Roa was the operator of a car that was stopped at a stop light, and his sixteen year old daughter, Carmenatty, was a passenger in his vehicle. Roberts’ automobile crashed into the Roa vehicle from behind as the Roa vehicle waited at the red light. After the collision, Roa saw Roberts lying back in the seat of his car *115and thought that Roberts might have hit his chest on the steering wheel as a result of the impact. Witnesses who arrived at the scene after the collision saw Roberts with his head down on the steering wheel, appearing to be unconscious. After the collision and the removal of Roa’s vehicle from the scene, Roberts’ vehicle suddenly moved across the intersection and hit a building. After that second impact of Roberts’ vehicle, witnesses described Roberts’ torso as “flailing wildly,” and as moving back and forth, causing his seat to recline. Roberts’ foot was still on the gas pedal.

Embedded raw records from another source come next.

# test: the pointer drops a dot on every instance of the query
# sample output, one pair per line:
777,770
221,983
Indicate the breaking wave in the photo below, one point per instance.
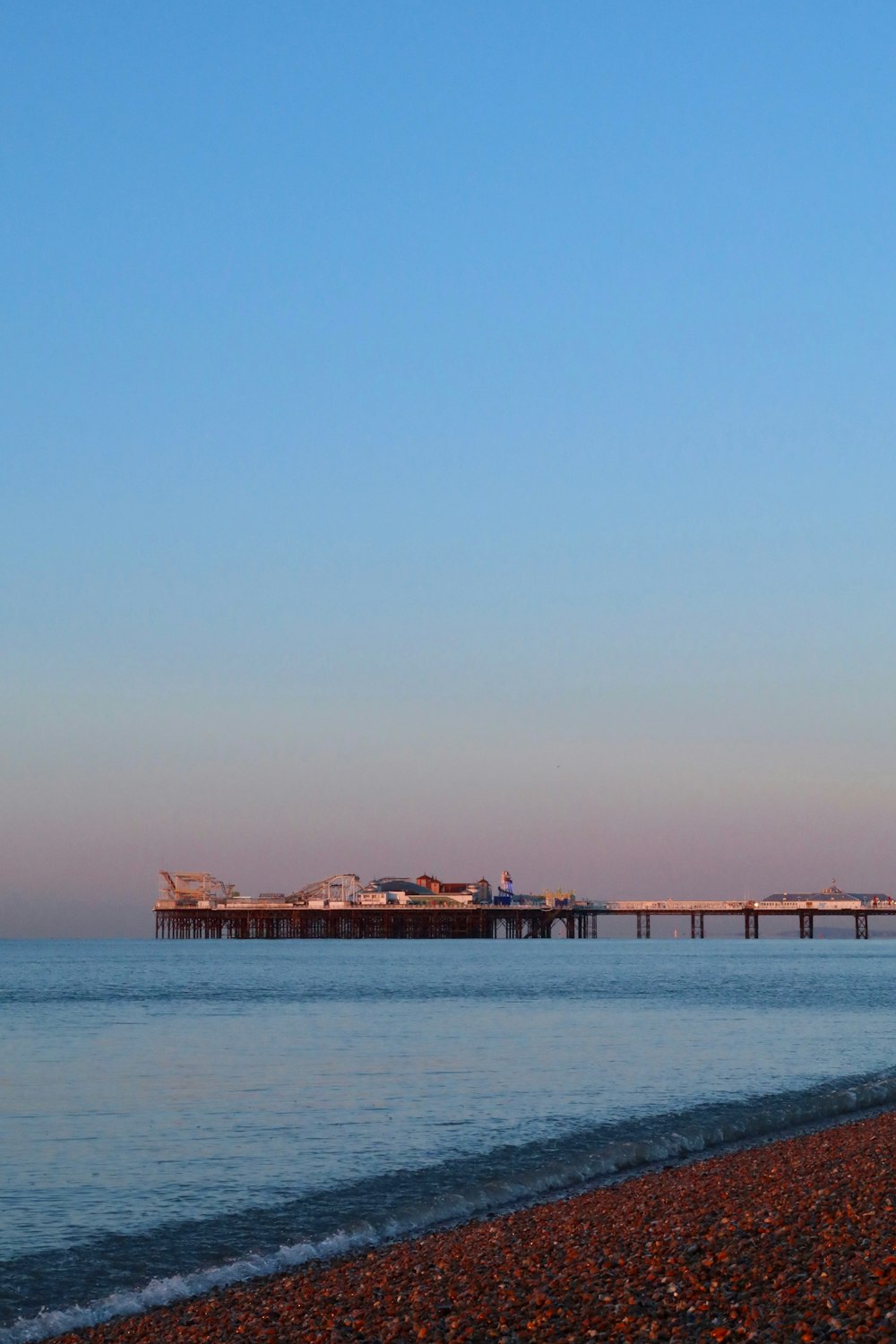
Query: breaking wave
414,1202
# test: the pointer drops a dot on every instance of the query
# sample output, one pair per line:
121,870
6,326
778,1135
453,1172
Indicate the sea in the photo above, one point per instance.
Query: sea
182,1116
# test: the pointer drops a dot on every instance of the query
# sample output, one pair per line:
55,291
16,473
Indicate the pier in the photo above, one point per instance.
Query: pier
257,919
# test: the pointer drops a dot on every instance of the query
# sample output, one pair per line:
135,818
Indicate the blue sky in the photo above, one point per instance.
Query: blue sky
445,437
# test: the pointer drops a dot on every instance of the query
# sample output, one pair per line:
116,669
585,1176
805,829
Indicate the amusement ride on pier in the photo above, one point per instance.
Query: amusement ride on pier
196,905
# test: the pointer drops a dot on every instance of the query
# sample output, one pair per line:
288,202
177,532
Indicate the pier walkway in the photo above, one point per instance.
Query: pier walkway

In support of his summary judgment motion, Roberts filed an affidavit stating that he had no memory of the accident, had never before experienced a seizure, and had no pre-existing medical condition that would explain the seizure. Roberts also submitted medical reports, some of which contradicted his averment that he had no pre-existing condition.2 The reports indicated that Roberts had a history of migraine headaches and vertigo dating back to 1994, and that he had lost consciousness on at least one occasion prior to the accident at issue in this case. Further, the medical report prepared immediately after the accident stated that Roberts “was having dizziness and an olfactory hallucination of smelling Clorox."

None of the medical reports, however, contained an opinion from any doctor that Roberts suffered a seizure immediately prior to the accident.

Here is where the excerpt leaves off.